Ces tentatives l’obligent parfois à sortir des sentiers battus et à tenter d’inventer une réponse le plus souvent douloureuse, tragique aussi, exceptionnellement géniale. Ces questions relèvent d’un autre ordre que celui qui se fonde sur une lecture biomédicale catégorielle. Si la médecine essaye de dire « comment », elle ne dit pas « pourquoi ». Notre pari est de faire d’un « pourquoi » un « comment ».
Ne pas reculer devant ce « pourquoi » est accepter ce que comporte d’énigme l’épreuve de la folie, qu’elle soit petite ou grande. Enigme et incompréhension, pour le patient assurément, mais aussi pour le soignant. La recherche des clés de l’énigme se fera de concert, chacun modifiant sa compréhension, et donc sa position respective, au fur et à mesure de ses avancées (point 4 du schéma de l’entretien).
Il n’est pas dit que ces clés existent pour tous les patients, certains resteront à jamais étrangers à celle-ci. Mais chercher à deux est moins difficile à vivre qu’errer seul dans la nuit ou se retrouver enchaîné pour ne pas trop se perdre.
Cette recherche n’est possible que dans un cadre de confiance et de dialogue précis (ce que les spécialistes en sciences humaines nomment « le cadre transférentiel » dont les coordonnées doivent être définies, et qui n’est pas le cadre de la consultation médicale au sens restreint du terme).
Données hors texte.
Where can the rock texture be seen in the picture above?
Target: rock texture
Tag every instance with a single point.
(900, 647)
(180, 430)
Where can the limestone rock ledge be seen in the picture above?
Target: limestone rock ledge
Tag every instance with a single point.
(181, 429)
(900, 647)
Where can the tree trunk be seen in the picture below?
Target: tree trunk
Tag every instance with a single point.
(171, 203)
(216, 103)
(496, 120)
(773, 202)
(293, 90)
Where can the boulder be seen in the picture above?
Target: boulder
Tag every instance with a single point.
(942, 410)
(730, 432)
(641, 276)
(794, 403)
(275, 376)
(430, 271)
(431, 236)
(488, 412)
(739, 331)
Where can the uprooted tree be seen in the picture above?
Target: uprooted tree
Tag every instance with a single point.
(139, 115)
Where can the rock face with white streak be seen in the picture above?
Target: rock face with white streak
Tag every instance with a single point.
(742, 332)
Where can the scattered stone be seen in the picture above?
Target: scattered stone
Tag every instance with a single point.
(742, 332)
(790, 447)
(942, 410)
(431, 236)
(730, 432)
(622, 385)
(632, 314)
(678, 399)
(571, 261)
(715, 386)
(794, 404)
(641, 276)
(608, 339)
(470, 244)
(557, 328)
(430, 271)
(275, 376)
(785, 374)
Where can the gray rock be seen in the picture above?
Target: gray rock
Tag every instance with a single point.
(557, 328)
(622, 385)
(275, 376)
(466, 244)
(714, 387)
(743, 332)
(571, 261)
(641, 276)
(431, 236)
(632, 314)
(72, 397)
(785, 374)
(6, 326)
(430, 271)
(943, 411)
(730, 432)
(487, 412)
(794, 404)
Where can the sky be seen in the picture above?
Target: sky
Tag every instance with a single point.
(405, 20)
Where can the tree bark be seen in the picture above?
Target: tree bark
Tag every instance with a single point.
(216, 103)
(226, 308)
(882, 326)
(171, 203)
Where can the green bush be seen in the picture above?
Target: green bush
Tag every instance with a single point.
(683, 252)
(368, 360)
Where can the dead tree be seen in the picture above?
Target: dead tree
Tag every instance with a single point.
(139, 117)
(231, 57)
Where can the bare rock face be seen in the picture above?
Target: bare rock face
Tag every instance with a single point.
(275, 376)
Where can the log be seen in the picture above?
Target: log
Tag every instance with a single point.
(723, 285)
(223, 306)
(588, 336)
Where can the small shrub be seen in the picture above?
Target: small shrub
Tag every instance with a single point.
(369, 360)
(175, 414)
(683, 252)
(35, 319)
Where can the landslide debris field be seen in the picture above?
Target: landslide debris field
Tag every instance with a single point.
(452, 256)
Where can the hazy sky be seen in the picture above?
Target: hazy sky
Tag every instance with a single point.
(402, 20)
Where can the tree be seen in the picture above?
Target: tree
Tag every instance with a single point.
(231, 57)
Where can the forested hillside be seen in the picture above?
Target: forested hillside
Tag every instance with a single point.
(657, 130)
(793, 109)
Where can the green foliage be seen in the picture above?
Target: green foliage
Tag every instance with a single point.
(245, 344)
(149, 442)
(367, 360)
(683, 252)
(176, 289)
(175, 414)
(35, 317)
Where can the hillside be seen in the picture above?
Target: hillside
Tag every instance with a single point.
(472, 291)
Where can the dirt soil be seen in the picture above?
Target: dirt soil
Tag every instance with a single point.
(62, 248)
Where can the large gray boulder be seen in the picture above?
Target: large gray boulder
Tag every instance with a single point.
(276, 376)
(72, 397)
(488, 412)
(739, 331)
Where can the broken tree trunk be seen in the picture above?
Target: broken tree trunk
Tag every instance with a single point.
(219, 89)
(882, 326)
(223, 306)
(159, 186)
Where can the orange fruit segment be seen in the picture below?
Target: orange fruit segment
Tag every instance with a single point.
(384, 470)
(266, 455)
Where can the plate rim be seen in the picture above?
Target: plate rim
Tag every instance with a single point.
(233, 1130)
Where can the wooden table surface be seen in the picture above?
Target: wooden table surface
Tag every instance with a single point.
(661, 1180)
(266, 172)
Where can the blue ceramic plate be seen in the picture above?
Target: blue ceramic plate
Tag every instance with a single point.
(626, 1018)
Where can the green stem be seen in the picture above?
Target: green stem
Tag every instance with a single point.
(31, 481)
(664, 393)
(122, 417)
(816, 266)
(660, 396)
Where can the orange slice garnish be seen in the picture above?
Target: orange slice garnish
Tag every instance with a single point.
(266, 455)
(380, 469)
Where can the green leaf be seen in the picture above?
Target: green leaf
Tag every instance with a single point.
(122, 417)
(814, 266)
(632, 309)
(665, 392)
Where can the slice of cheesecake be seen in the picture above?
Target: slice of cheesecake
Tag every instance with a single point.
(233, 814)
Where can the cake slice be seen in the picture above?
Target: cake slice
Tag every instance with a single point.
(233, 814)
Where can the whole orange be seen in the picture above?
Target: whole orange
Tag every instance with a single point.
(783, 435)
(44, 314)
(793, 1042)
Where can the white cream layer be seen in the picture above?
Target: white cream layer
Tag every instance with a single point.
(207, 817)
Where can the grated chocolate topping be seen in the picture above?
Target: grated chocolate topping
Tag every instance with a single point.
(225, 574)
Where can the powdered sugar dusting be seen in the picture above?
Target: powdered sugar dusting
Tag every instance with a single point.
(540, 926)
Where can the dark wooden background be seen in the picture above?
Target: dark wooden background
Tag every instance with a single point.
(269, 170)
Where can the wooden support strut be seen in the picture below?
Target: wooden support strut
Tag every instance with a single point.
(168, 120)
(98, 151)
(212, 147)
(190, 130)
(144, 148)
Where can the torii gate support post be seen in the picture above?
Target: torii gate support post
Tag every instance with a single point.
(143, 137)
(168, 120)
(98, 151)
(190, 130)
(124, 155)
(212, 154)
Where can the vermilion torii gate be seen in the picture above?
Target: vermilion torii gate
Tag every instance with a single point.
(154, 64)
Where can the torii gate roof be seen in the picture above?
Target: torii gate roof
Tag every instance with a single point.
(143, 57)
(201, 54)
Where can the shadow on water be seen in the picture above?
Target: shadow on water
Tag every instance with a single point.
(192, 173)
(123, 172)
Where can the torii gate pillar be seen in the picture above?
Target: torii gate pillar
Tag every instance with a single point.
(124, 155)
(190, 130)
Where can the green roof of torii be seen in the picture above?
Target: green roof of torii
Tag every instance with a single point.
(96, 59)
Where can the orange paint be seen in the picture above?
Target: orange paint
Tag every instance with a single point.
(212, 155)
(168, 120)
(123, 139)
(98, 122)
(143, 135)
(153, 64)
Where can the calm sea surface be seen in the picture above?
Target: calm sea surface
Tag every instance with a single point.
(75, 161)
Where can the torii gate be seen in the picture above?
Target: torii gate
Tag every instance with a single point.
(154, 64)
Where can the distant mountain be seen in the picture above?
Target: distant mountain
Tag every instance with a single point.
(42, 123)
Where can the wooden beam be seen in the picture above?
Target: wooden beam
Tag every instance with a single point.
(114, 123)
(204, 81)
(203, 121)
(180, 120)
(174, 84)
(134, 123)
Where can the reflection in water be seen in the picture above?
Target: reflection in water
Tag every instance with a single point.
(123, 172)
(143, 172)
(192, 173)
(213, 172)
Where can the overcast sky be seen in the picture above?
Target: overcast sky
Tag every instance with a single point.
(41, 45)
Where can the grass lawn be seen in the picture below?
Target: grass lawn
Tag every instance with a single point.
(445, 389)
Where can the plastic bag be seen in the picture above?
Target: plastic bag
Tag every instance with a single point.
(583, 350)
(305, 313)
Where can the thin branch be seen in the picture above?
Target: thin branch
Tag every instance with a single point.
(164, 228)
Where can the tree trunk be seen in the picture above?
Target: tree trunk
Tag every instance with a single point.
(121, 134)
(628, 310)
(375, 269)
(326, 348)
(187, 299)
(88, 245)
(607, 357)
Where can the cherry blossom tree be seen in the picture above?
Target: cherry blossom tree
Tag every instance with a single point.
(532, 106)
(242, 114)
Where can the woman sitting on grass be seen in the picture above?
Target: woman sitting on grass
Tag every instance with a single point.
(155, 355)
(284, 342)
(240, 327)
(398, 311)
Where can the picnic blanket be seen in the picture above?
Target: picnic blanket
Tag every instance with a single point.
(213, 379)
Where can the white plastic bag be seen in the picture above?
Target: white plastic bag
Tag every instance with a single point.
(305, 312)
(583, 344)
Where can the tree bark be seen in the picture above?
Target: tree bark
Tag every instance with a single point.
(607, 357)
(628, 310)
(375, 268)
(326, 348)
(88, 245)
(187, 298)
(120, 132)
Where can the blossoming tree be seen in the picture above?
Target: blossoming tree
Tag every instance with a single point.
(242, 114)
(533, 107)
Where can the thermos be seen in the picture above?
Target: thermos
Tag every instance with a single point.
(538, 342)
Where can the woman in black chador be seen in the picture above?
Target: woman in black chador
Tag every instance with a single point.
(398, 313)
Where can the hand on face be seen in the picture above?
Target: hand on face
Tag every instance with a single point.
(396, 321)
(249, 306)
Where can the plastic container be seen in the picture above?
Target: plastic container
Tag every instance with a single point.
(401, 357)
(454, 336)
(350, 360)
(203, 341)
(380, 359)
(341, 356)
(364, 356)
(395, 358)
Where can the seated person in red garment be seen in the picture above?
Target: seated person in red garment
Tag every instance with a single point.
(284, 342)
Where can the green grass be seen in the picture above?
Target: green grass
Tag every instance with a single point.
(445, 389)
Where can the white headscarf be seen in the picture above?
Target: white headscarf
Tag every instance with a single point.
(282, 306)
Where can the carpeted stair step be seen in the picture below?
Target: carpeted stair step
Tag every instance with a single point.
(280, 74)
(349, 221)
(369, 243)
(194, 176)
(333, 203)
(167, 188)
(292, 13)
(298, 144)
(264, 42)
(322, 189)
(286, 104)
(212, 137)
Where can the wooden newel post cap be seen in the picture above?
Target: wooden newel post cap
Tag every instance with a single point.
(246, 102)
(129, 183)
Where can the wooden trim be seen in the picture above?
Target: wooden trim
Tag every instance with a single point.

Il s’agit d’un cadre de rencontre entre deux personnes et non entre un patient équivalent à tout autre patient et des soignants/techniciens anonymes et interchangeables.
Et puis, désireux de s’y retrouver, restent toujours ces autoroutes de la pensée que sont les discours établis : obéir, se faire enseigner… ou simplement décider d’être sage. A chacun sa liberté, de devenir qui il est, à nul autre pareil.
Ce qui précède justifie les outils méthodologiques proposés dès 2000 également :
Méthodologie.
Sa.M.O.A. s’appuie sur une méthodologie participative permettant un transfert de savoir réciproque au départ d’une expérience clinique partagée.
– Consultations conjointes (belgo-guinéennes),
– Visites à domicile,
– Implication des familles,
– Séminaires et échanges théoriques au départ de situations rencontrées en commun,
– Participation des différents partenaires (service de psychiatrie, hôpitaux, centres de santé et dispensaires mais aussi tradipraticiens, représentants des autorités locales civiles et religieuses, etc).
Nous restons dans l’espoir partagé de pouvoir bientôt reprendre le chemin, et poursuivre dans ce sens.